Chokri Mabrouki : «Nous sommes désormais dans un système à deux vitesses, où les nantis peuvent bénéficier de soins de qualité dans le secteur privé et où les pauvres et la classe moyenne sont acculés à des établissements de santé manquant, parfois, des moyens les plus élémentaires».
Rien de nouveau dans le monde de la santé publique, les professionnels sont en colère et les Tunisiens sont mécontents des services.

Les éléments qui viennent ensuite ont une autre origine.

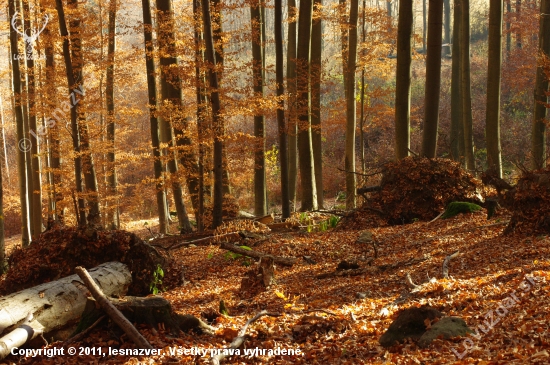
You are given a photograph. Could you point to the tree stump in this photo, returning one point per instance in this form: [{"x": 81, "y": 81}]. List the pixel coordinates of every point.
[{"x": 259, "y": 278}]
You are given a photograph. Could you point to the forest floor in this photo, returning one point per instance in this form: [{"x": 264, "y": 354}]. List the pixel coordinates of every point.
[{"x": 338, "y": 320}]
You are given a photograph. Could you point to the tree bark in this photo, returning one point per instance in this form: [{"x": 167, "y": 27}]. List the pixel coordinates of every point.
[
  {"x": 457, "y": 129},
  {"x": 538, "y": 139},
  {"x": 351, "y": 107},
  {"x": 49, "y": 302},
  {"x": 307, "y": 169},
  {"x": 113, "y": 217},
  {"x": 466, "y": 89},
  {"x": 433, "y": 80},
  {"x": 283, "y": 134},
  {"x": 21, "y": 137},
  {"x": 316, "y": 73},
  {"x": 260, "y": 189},
  {"x": 403, "y": 80},
  {"x": 153, "y": 120},
  {"x": 492, "y": 113},
  {"x": 217, "y": 122},
  {"x": 292, "y": 115}
]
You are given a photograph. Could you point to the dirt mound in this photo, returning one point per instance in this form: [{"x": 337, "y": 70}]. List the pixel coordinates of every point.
[
  {"x": 420, "y": 188},
  {"x": 55, "y": 254},
  {"x": 530, "y": 203}
]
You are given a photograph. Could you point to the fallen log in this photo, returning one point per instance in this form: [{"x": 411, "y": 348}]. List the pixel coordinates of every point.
[
  {"x": 59, "y": 303},
  {"x": 111, "y": 311},
  {"x": 284, "y": 261}
]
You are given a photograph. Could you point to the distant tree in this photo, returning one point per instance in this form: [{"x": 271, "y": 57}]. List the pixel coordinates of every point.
[
  {"x": 260, "y": 189},
  {"x": 351, "y": 107},
  {"x": 433, "y": 80},
  {"x": 492, "y": 115},
  {"x": 153, "y": 120},
  {"x": 403, "y": 79},
  {"x": 538, "y": 139},
  {"x": 307, "y": 170}
]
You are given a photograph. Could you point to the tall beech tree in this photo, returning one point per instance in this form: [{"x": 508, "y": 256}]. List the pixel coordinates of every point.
[
  {"x": 307, "y": 169},
  {"x": 153, "y": 120},
  {"x": 351, "y": 106},
  {"x": 292, "y": 115},
  {"x": 280, "y": 108},
  {"x": 465, "y": 80},
  {"x": 260, "y": 189},
  {"x": 492, "y": 114},
  {"x": 433, "y": 79},
  {"x": 22, "y": 143},
  {"x": 217, "y": 121},
  {"x": 403, "y": 80},
  {"x": 538, "y": 139},
  {"x": 173, "y": 123},
  {"x": 315, "y": 79}
]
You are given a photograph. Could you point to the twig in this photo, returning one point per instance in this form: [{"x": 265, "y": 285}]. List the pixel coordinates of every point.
[
  {"x": 111, "y": 310},
  {"x": 446, "y": 264},
  {"x": 82, "y": 334},
  {"x": 239, "y": 340}
]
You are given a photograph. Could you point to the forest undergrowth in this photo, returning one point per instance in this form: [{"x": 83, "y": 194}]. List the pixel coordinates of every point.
[{"x": 339, "y": 319}]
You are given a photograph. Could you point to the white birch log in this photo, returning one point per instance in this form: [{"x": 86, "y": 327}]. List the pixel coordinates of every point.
[{"x": 58, "y": 303}]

Pas certain, dans ces conditions, que la grève générale observée, hier, par les cadres et agents de la santé devant le siège du ministère, soit suivie de réponses positives de la part de l’exécutif, tant la crise et le malaise sont profonds dans le secteur. « Si des mesures ne sont pas prises rapidement, il faudra annoncer la mort des hôpitaux et établissements de santé publics », déclare au journal La Presse, le secrétaire général de la coordination nationale des cadres et agents de la santé, Chokri Mabrouki. Les cadres et agents de la santé dénoncent notamment le manque de moyens dont ils disposent en termes de ressources financières et humaines. Un manque de moyens qui restreint le champ du possible et empêche les professionnels et les soignants de fournir aux citoyens des services de qualité. En conséquence, médecins et patients finissent par migrer, soit vers le secteur privé, soit quasiment à l’étranger. «Nos revendications, il faut que les Tunisiennes et Tunisiens le comprennent, ne sont pas du tout pour nos intérêts propres, mais préserver et sauver un système de santé à l’agonie. Nous sommes désormais dans un système à deux vitesses, où les nantis peuvent bénéficier de soins de qualité dans le secteur privé et où les pauvres et la classe moyenne, sont acculés à des établissements de santé manquant parfois des moyens les plus élémentaires», explique Chokri Mabrouki.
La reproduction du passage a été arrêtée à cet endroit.